R can be decomposed in BCNF. Using the classical analysis algorithm the result is:

R1(A, E) {E → A}

and

R2 (B, C, D, E) {}

But the decomposition causes the loss of the dependency ABCD → E . Note that the decomposition in your question is still in BCNF, but still that decomposition causes the loss of the same dependency (and in R1 the dependency BCD → E does not hold).

Answer 2

(In the first version of this question you say, "the original primary key has been broken". You seem to mean, the original FD (functional dependency) has been "broken". (Otherwise, your statement doesn't make sense.) Instead of writing/thinking vague things like "broken", make the effort to write/think something clear and precise using appropriate technical terms. Eg when the components satisfy their FDs their join doesn't necessarily satisfy that original FD. For which there happens to be a more specialized phrase: the FD has not been preserved.)

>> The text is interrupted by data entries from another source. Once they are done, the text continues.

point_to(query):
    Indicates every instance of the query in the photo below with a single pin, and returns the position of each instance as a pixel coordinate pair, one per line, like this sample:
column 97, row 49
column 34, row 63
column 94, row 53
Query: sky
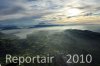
column 49, row 11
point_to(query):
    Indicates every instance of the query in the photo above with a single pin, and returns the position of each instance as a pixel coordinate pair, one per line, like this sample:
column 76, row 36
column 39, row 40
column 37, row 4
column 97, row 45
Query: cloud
column 38, row 9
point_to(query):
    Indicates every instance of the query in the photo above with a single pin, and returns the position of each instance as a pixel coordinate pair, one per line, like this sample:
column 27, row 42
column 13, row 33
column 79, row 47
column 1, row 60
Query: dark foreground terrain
column 57, row 44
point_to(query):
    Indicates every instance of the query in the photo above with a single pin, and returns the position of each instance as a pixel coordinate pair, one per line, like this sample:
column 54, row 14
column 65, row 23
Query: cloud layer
column 50, row 10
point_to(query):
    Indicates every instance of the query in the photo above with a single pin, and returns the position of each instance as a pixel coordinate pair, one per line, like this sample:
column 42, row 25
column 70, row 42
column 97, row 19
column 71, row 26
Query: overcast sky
column 50, row 11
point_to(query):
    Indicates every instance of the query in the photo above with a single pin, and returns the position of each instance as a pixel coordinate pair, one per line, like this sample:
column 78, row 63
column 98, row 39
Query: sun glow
column 73, row 12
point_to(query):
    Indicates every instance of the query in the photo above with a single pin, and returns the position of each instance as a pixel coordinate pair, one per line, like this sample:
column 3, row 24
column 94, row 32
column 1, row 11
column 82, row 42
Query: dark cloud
column 9, row 11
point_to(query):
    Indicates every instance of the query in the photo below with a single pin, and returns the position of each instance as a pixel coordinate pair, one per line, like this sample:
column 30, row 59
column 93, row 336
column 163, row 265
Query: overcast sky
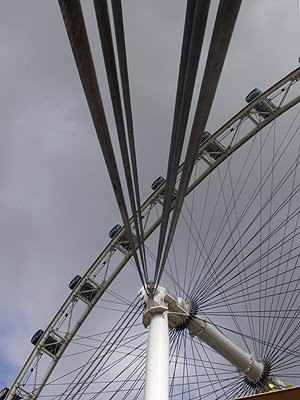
column 56, row 203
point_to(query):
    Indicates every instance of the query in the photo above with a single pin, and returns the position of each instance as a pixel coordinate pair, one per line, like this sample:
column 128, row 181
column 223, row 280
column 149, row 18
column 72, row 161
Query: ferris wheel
column 230, row 286
column 236, row 267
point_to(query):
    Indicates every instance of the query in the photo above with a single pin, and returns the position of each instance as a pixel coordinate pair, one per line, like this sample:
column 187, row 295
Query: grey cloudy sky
column 56, row 203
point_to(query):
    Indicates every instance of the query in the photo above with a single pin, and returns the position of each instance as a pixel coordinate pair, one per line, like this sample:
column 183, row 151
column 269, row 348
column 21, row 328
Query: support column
column 157, row 366
column 217, row 341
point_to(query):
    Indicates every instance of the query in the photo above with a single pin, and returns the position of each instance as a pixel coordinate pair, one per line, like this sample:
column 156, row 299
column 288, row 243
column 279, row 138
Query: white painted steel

We can always normalize to BCNF. But not necessarily preserving all FDs.

If someone claims a decomposition is to BCNF, and that certain FDs hold in the components, then they should back it up by showing how they got that from a BCNF decomposition algorithm. (There are other ways to prove it from definitions, which is how the algorithms were proved to work.) You can decompose to those components , and A->E holds in R2, but BCD->E doesn't hold in R1. And ABCD->E is not preserved. There's no way to preserve it in decomposing to smaller components, because no smaller component has all those attributes.

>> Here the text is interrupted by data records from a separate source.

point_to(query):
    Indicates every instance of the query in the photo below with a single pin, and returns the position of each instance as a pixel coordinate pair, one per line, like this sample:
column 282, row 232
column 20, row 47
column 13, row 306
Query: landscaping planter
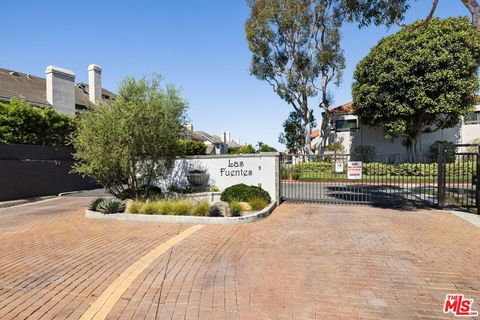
column 182, row 219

You can also show that {R1,R2} is a lossless decomposition of R via a theorem that says that a binary decomposition is lossless when (if and only if) the common columns include a CK (candidate key) of one of them. Here the common column set is {E}, which includes itself, which is a CK of R2, so the decomposition is lossless. You can show they are both in BCNF via a definition of BCNF. Here, in each component all determinants of non-trivial FDs are superset of CKs, so each is in BCNF.

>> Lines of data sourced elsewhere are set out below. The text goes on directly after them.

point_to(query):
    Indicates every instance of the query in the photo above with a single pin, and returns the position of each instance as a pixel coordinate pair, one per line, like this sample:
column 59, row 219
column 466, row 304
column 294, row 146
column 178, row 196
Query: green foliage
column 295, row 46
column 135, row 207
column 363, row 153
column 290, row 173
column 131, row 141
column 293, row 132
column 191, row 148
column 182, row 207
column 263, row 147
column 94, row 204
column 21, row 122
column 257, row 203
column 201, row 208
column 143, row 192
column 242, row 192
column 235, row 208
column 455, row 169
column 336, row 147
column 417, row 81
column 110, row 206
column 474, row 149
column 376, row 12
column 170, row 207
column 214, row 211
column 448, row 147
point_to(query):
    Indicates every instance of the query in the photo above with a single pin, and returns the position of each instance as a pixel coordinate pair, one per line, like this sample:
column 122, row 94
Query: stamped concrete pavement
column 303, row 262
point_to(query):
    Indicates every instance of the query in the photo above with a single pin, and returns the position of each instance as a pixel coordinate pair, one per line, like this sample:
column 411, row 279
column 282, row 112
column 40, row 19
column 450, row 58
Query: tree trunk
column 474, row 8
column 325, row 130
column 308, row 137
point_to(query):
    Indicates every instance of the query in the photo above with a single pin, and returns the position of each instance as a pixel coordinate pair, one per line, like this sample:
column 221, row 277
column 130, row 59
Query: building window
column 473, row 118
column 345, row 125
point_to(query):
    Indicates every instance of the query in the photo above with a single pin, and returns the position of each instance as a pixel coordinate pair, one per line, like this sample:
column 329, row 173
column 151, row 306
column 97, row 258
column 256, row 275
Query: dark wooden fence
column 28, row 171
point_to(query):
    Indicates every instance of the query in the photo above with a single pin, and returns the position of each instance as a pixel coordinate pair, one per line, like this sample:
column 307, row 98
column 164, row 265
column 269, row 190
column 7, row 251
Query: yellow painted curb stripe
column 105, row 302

Components are always projections of an original that join back to it. So in any business situation that would have set the original to a certain value, the components will be set to projections of it and will join back to the original. So the FD will hold in the join. But if an FD is not preserved then if we constrain (error check) the attempted updates of the components per their FDs then we don't end up constraining (error checking) the original per that FD. So to prevent erroneous updates to the components & join we need to add a different constraint.

PS Now you can ask yourself, why do you think you have an opinion about FDs being preserved in BCNF? In math we don't have opinions, we have proofs of theorems. If you think you can show or reference that it's wrong, ask whether that justification is correct. If you don't have a proof or reference, don't think you have an opinion. If you don't really mean you have an opinion, then don't say that you do, say what you do mean. Also for the future--how could you have answered this? You must have been given a reference, and many are available including free online. You have learned something about BCNF. If you had read the whole section on BCNF it would have told you that FDs can't always be preserved. So please do due research before you ask a question.